AGAMBEN, Giorgio. O aberto: o homem e o animal. Tradução de Pedro Mendes – 2 ed. – Edição revista – Rio de Janeiro: Civilização brasileira, 2017. Resenha de: PROVINCIATTO, Luís Gabriel. Synesis, Petrópolis, v.10, n.2, p.181-187, ago./dez., 2018.

As obras de Giorgio Agamben (1942) vêm ganhando espaço na academia brasileira não só a partir da tradução das mesmas, mas também a partir da publicação de trabalhos, da realização de eventos e da organização de grupos de pesquisa que se propõem a debater as temáticas suscitadas por este autor. Pode-se afirmar, na verdade, que as obras de Agamben estão sendo lidas sob diferentes matizes, tais como o da filosofia, da política, do direito, da economia, da teologia e das ciências da religião. O conteúdo trazido por Agamben permite essas diferentes abordagens porque está intimamente associado à interpretação dos problemas presentes na contemporaneidade. O diferencial das obras de Agamben, no entanto, está na capacidade de realizar uma arqueologia da contemporaneidade, de modo que sua análise não fica somente na superfície do problema: o que lhe interessa, de fato, é buscar o cerne do problema, ou seja, sua intenção está muito mais direcionada à compreensão do próprio problema do que propriamente buscar uma resposta para o mesmo. Essa é uma característica fundamental para se compreender as obras de Agamben de maneira geral, à qual se associam os múltiplos matizes de interpretação: eles se justificam porque os problemas da contemporaneidade estão fundados, basicamente, sob o eixo filosofia, teologia, direito, isto é, sob o pensar (razão), crer (religião) e legislar (lei).

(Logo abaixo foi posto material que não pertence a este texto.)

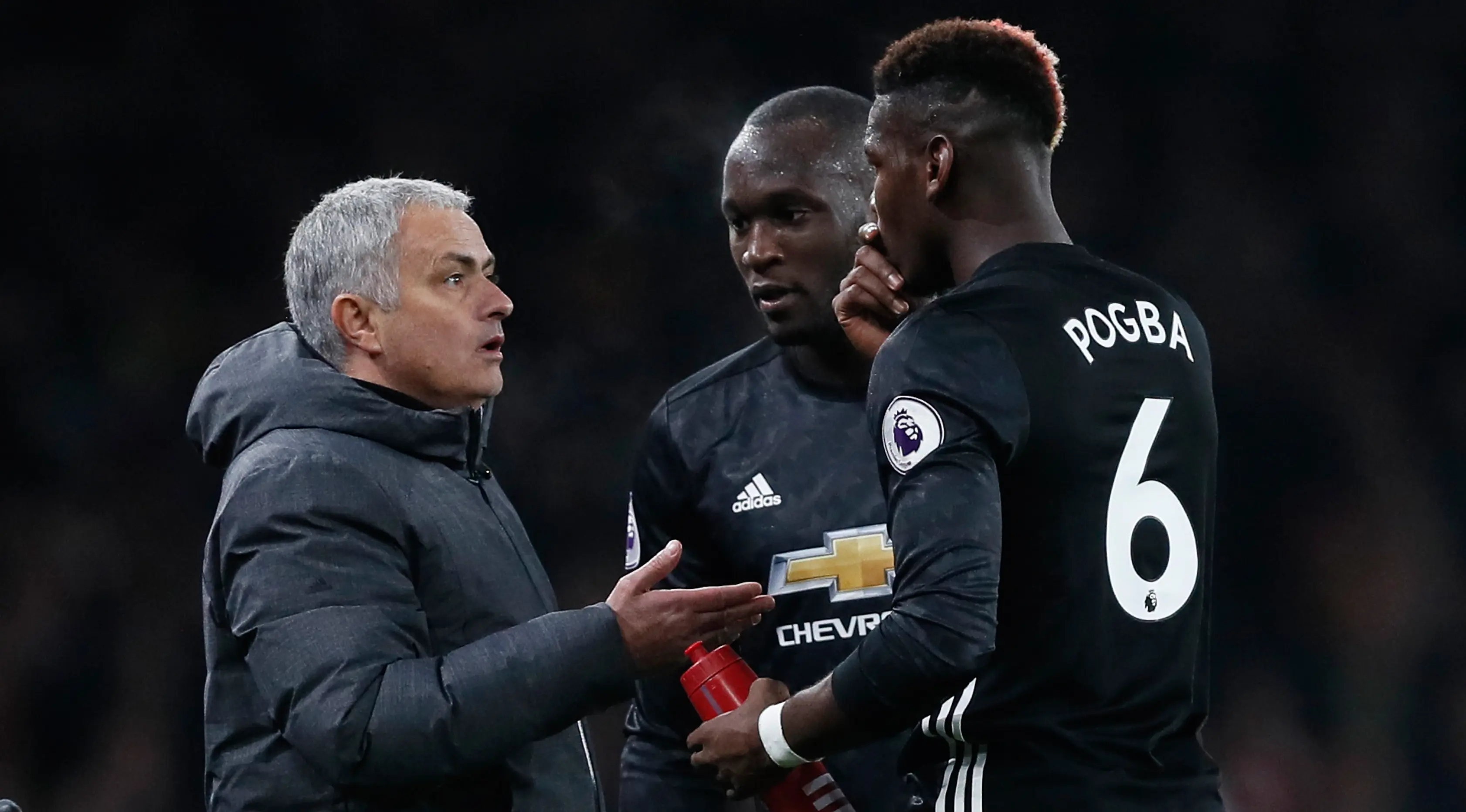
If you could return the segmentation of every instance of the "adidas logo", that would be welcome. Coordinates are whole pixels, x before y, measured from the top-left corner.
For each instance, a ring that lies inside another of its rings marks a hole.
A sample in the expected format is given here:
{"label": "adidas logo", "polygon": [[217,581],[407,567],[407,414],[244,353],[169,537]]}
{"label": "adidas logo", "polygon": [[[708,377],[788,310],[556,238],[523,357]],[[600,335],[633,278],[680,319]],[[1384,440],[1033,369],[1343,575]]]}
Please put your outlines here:
{"label": "adidas logo", "polygon": [[755,473],[754,481],[739,491],[737,501],[733,503],[733,513],[774,507],[781,501],[784,501],[783,497],[776,494],[774,488],[768,487],[768,479],[764,479],[762,473]]}

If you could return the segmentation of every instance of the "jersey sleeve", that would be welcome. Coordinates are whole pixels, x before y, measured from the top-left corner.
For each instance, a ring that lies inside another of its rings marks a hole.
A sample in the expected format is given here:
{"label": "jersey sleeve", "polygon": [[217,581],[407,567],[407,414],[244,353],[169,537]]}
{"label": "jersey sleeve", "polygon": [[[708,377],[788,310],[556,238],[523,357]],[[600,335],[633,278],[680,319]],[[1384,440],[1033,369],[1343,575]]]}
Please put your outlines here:
{"label": "jersey sleeve", "polygon": [[881,347],[866,402],[896,547],[891,614],[833,674],[836,701],[894,731],[957,693],[992,651],[998,470],[1022,449],[1028,397],[1003,339],[966,312],[924,312]]}
{"label": "jersey sleeve", "polygon": [[[696,526],[695,473],[673,435],[668,412],[663,399],[647,422],[632,469],[626,563],[627,569],[635,569],[676,538],[683,544],[682,561],[663,586],[705,586],[715,570],[708,560],[710,551],[699,544],[705,534]],[[626,714],[620,809],[723,809],[721,790],[692,768],[692,753],[686,748],[698,721],[676,674],[638,680],[636,698]]]}

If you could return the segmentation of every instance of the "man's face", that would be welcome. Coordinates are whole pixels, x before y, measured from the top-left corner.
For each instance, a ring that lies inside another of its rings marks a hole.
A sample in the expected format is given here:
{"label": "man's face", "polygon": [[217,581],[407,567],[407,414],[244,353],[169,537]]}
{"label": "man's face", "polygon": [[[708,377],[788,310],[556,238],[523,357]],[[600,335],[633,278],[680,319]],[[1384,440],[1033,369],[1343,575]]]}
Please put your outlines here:
{"label": "man's face", "polygon": [[397,229],[400,296],[380,314],[388,384],[438,409],[478,406],[504,388],[504,318],[494,255],[468,214],[409,205]]}
{"label": "man's face", "polygon": [[875,223],[885,256],[906,278],[906,292],[935,293],[950,284],[934,229],[934,207],[927,198],[927,155],[906,132],[885,97],[871,107],[865,157],[875,167]]}
{"label": "man's face", "polygon": [[808,344],[841,336],[831,300],[859,248],[863,193],[819,160],[799,160],[800,133],[743,136],[723,167],[729,249],[770,336]]}

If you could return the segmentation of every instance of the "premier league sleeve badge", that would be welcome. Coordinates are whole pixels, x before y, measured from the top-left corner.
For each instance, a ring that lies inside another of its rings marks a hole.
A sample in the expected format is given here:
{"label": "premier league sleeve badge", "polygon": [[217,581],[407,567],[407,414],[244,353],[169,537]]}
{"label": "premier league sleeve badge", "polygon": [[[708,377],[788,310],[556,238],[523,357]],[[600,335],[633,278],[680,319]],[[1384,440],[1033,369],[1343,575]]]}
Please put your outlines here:
{"label": "premier league sleeve badge", "polygon": [[927,454],[935,451],[946,438],[941,415],[931,403],[903,394],[885,407],[881,418],[881,441],[885,459],[897,473],[906,473]]}

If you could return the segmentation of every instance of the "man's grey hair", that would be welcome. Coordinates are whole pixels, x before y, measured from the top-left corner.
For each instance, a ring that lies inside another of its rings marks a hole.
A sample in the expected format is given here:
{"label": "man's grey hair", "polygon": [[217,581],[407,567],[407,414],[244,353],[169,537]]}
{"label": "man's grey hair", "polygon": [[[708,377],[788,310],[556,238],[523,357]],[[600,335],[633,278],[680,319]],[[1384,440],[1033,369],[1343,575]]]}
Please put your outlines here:
{"label": "man's grey hair", "polygon": [[284,252],[290,321],[306,343],[340,366],[346,342],[331,321],[331,303],[356,293],[397,306],[397,227],[408,207],[468,211],[472,202],[446,183],[415,177],[368,177],[325,193],[301,218]]}

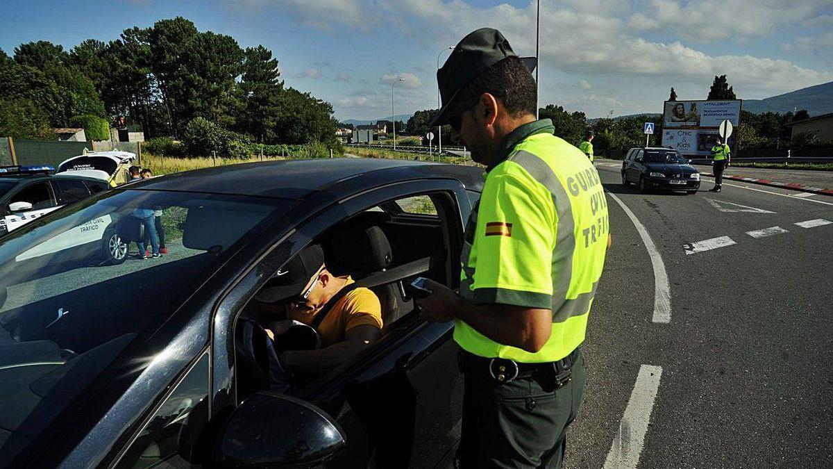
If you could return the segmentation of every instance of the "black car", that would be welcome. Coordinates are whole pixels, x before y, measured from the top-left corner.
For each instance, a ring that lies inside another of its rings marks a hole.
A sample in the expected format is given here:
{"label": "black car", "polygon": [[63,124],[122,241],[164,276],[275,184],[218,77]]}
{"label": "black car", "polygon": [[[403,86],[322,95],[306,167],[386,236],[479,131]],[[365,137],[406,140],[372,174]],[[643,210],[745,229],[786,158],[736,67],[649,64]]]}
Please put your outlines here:
{"label": "black car", "polygon": [[633,183],[641,191],[651,189],[696,194],[700,173],[676,151],[662,147],[631,149],[622,161],[622,185]]}
{"label": "black car", "polygon": [[51,171],[46,166],[0,167],[0,236],[108,188],[107,181]]}
{"label": "black car", "polygon": [[[426,322],[407,285],[458,285],[482,180],[370,159],[217,167],[106,191],[0,239],[0,466],[449,465],[452,325]],[[107,216],[122,230],[147,207],[168,255],[50,262],[78,227]],[[372,290],[385,325],[349,363],[278,395],[263,345],[241,331],[311,243],[354,262],[359,281],[383,274]]]}

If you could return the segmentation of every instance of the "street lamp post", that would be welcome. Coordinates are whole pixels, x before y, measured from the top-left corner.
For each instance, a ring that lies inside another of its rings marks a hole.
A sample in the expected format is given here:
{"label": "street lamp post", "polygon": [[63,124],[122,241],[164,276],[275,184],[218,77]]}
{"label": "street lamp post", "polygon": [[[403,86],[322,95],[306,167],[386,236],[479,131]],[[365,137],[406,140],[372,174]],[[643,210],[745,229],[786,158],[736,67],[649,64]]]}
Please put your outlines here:
{"label": "street lamp post", "polygon": [[398,80],[393,80],[393,83],[391,83],[391,121],[393,123],[393,151],[397,150],[397,116],[393,113],[393,85],[404,81],[405,78],[399,77]]}
{"label": "street lamp post", "polygon": [[[437,72],[440,71],[440,56],[442,55],[442,53],[446,52],[446,50],[454,50],[454,47],[453,46],[448,46],[447,48],[446,48],[442,49],[441,51],[440,51],[440,53],[436,54],[436,71]],[[436,112],[440,112],[440,108],[441,108],[441,107],[442,107],[442,103],[440,102],[440,82],[437,81],[436,82]],[[442,126],[441,125],[437,125],[436,126],[436,134],[438,135],[437,138],[440,139],[440,142],[439,142],[440,145],[436,149],[436,156],[439,157],[440,155],[442,154]]]}

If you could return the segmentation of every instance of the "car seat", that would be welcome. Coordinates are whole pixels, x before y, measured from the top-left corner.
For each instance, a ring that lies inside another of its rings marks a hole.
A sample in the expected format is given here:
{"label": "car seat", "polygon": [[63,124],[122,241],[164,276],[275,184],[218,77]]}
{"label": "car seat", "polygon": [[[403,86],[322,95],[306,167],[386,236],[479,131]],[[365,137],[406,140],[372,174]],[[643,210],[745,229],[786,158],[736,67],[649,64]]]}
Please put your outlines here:
{"label": "car seat", "polygon": [[[393,264],[387,236],[378,226],[364,225],[361,219],[340,226],[322,245],[327,270],[334,275],[350,275],[360,280],[383,272]],[[385,325],[413,310],[413,302],[406,300],[401,281],[374,286],[371,290],[382,304]]]}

A obra O aberto: o homem e o animal não está cindida dessa dinâmica. Ela está assim estruturada: vinte capítulos, seguidos da bibliografia utilizada pelo autor. O principal objetivo da obra: compreender como é possível distinguir o homem do animal, a humanidade da animalidade. Note-se: seu propósito está muito mais direcionado à compreensão de como é possível afirmar tal distinção do que propor um parâmetro para que ela seja realizada. Nesse sentido, o método arqueológico de investigação permite ao autor um regresso às fontes da distinção. Contudo, o olhar de Agamben não está no passado, mas no contemporâneo: trata-se de uma arqueologia da contemporaneidade. O que isso significa? A princípio: o problema da distinção homem-animal não é algo superado, de modo que buscar compreendê-lo já é um exercício válido para se compreender o homem contemporâneo. Esse é o principal pressuposto de qual parte Agamben: a distinção entre homem e animal não é algo de todo resolvida.

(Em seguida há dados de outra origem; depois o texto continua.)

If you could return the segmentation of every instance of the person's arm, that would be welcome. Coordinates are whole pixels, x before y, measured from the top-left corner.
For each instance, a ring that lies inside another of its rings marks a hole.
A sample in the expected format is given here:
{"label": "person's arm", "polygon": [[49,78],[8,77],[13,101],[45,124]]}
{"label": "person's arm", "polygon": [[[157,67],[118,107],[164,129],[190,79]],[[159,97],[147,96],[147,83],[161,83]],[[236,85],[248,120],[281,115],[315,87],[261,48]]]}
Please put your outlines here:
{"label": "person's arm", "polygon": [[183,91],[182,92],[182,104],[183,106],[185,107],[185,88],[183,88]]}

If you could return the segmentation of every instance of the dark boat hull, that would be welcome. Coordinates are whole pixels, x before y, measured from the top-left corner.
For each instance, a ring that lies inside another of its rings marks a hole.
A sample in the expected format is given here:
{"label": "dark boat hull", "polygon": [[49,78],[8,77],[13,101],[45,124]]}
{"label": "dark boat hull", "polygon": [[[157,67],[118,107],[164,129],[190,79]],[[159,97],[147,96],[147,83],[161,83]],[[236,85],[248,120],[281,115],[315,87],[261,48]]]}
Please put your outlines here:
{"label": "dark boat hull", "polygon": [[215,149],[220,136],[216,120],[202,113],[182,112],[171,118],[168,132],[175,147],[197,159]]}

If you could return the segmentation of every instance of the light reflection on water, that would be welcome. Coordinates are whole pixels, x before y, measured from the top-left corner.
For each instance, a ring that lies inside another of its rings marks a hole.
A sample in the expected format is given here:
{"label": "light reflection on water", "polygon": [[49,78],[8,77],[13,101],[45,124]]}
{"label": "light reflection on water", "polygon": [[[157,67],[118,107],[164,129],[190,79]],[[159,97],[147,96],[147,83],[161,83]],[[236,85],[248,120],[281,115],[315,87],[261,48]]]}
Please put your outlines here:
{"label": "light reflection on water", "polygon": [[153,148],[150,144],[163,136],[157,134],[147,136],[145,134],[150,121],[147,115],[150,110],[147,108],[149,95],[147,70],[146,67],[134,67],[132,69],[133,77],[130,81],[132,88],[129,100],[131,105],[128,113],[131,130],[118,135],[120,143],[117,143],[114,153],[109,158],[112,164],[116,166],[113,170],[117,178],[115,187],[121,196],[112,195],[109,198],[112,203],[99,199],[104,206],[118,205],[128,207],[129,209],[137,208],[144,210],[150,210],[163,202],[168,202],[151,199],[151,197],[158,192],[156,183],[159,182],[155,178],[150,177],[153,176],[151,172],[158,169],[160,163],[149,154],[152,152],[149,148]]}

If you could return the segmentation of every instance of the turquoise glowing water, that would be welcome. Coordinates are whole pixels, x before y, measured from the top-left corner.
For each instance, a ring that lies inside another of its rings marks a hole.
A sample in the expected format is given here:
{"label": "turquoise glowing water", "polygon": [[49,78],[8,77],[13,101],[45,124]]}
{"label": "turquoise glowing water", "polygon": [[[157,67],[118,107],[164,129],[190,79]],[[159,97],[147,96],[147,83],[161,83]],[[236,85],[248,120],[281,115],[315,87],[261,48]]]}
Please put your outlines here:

Nesse sentido, a obra pode ser dividida em quatro partes: a primeira abarca o trecho entre os capítulos um e três, a segunda se dá entre os capítulos quatro e onze, a terceira entre o doze e o dezesseis, a quarta entre o dezessete e o vinte. Pode-se dizer, na verdade, que tal reorganização da obra pode ser realizada mediante quatro objetivos específicos propostos por seu autor: 1) expor seu pressuposto principal, a saber, a distinção entre humanidade e animalidade não é algo de todo resolvido; 2) a dificuldade de se afirmar algo como o ser humano; 3) investigar como é possível distinguir o homem do animal; 4) mostrar de maneira crítica os desdobramentos da afirmação da distinção entre homem e animal.

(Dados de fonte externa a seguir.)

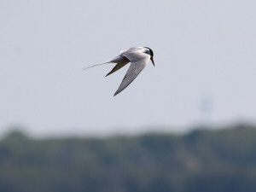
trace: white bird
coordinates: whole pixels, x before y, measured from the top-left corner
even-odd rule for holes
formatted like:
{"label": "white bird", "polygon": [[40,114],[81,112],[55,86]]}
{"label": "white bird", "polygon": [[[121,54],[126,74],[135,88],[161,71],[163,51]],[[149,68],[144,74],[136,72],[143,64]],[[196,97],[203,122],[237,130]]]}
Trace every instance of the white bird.
{"label": "white bird", "polygon": [[148,47],[132,47],[125,50],[121,50],[120,55],[110,60],[109,61],[93,65],[88,67],[84,69],[90,68],[92,67],[100,66],[107,63],[117,63],[117,65],[106,75],[112,74],[117,70],[120,69],[127,63],[131,62],[130,67],[125,75],[122,83],[120,84],[119,89],[116,90],[113,96],[116,96],[123,90],[125,90],[141,73],[141,71],[148,63],[149,59],[151,60],[153,65],[154,62],[153,60],[154,53],[150,48]]}

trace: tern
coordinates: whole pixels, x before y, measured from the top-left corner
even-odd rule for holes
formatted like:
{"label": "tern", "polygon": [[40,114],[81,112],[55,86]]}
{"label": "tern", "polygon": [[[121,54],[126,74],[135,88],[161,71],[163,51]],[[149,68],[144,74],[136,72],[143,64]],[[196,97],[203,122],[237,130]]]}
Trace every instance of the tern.
{"label": "tern", "polygon": [[113,95],[116,96],[125,90],[137,77],[137,75],[148,63],[149,60],[151,60],[154,66],[153,56],[153,50],[148,47],[132,47],[125,50],[121,50],[120,55],[107,62],[93,65],[84,68],[84,70],[107,63],[117,63],[116,66],[105,76],[107,77],[131,62],[130,67],[128,68],[122,83]]}

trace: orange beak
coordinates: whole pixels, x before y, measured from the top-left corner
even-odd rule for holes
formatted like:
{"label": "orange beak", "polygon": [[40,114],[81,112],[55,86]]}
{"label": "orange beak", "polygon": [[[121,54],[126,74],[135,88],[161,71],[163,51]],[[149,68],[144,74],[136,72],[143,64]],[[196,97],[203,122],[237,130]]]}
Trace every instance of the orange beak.
{"label": "orange beak", "polygon": [[153,63],[153,65],[154,65],[154,62],[153,57],[151,57],[150,60],[151,60],[151,61],[152,61],[152,63]]}

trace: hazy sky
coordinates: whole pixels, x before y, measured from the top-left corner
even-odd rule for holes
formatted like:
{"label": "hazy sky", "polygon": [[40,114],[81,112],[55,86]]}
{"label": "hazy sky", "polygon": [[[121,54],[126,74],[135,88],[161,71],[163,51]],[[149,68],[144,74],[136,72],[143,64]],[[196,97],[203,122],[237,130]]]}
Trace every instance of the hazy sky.
{"label": "hazy sky", "polygon": [[[256,120],[255,0],[0,1],[0,134],[108,134]],[[124,49],[148,63],[116,96]],[[204,113],[203,113],[204,112]]]}

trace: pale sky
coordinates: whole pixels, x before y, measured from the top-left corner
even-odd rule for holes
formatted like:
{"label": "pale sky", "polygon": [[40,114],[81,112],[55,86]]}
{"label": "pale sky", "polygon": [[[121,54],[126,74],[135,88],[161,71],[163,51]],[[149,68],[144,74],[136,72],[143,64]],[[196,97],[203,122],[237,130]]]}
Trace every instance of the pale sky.
{"label": "pale sky", "polygon": [[[256,2],[0,1],[0,135],[133,133],[256,122]],[[134,46],[151,63],[82,71]],[[206,106],[201,106],[206,105]],[[203,113],[204,112],[204,113]]]}

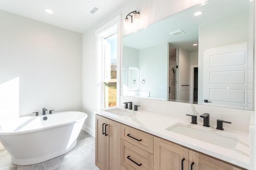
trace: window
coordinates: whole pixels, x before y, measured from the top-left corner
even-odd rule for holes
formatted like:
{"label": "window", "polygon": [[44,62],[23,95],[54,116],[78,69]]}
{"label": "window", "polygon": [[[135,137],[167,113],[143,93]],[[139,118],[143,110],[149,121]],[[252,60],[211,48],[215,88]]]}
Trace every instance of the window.
{"label": "window", "polygon": [[116,33],[103,40],[104,108],[116,106],[117,40]]}
{"label": "window", "polygon": [[121,16],[95,31],[97,108],[120,105]]}

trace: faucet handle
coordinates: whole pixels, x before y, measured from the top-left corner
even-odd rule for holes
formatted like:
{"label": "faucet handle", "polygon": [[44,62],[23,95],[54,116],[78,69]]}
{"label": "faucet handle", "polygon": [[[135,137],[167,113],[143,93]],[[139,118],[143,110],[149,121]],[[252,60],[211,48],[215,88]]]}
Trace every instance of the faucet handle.
{"label": "faucet handle", "polygon": [[223,123],[231,124],[232,122],[218,119],[217,119],[217,127],[216,127],[216,129],[217,129],[221,130],[222,131],[224,130],[224,128],[223,128]]}
{"label": "faucet handle", "polygon": [[204,113],[202,115],[200,115],[200,117],[202,117],[202,118],[205,118],[205,117],[206,117],[207,116],[209,116],[209,115],[210,115],[210,114],[209,113]]}
{"label": "faucet handle", "polygon": [[140,107],[140,106],[137,105],[135,104],[134,105],[134,109],[133,110],[134,110],[135,111],[138,110],[138,107]]}
{"label": "faucet handle", "polygon": [[125,109],[128,109],[128,103],[127,102],[124,102],[123,104],[124,104],[124,108]]}
{"label": "faucet handle", "polygon": [[197,116],[196,115],[189,115],[188,114],[187,114],[186,115],[191,117],[191,123],[196,125],[197,124]]}
{"label": "faucet handle", "polygon": [[49,112],[49,114],[52,114],[52,111],[54,111],[54,110],[50,110]]}

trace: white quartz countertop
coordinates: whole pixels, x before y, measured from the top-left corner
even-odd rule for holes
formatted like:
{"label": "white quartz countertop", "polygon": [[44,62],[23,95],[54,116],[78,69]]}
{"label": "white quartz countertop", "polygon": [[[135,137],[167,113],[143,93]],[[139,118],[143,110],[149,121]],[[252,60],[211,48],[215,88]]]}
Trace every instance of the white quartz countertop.
{"label": "white quartz countertop", "polygon": [[[117,108],[132,114],[128,116],[121,116],[106,111],[116,109]],[[249,133],[225,127],[224,131],[220,131],[216,129],[216,126],[211,126],[209,127],[204,127],[202,123],[198,121],[198,124],[194,125],[187,120],[143,110],[134,111],[124,109],[123,106],[99,109],[94,112],[99,115],[238,166],[248,169],[253,169],[253,166],[250,164]],[[238,140],[238,142],[235,148],[227,149],[166,129],[177,123],[186,124],[188,127],[192,128],[206,128],[206,129],[208,131],[223,136],[234,136]]]}

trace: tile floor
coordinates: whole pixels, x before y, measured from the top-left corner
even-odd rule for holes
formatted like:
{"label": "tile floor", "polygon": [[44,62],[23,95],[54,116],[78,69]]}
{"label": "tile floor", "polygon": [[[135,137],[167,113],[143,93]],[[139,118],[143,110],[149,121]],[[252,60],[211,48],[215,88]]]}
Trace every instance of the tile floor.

Interessa ainda perceber que as quatro partes possuem interlocutores diferentes: a primeira está em interlocução com uma iluminura presente em uma Bíblia hebraica do século XIII, na qual se “representa o banquete messiânico dos justos no último dia” (AGAMBEN, 2017, p. 10)1. A segunda parte está em interlocução com a possibilidade de distinguir o homem do animal: aqui se percebe com maior nitidez o uso do método arqueológico. Nessa segunda parte ainda se vê que, pelo fato de a discussão de Agamben estar direcionada à dificuldade de se fixar uma definição, há uma interlocução com vários autores, dos quais se destaca a figura de Aristóteles. A terceira parte se põe em interlocução com o filósofo alemão Martin Heidegger (1889-1976), do qual Agamben foi aluno em 1966 e 1968, nos seminários sobre Heráclito e Hegel. A interlocução com Heidegger se dá a partir da problemática da linguagem. Ela é trazida por Agamben ao final da segunda parte da obra como o ponto nevrálgico da distinção entre o homem e o animal. A quarta parte se inicia com o levantamento de alguns resultados da obra e conclui apontando para o fato de ainda se continuar pensando o homem como um ato de separação.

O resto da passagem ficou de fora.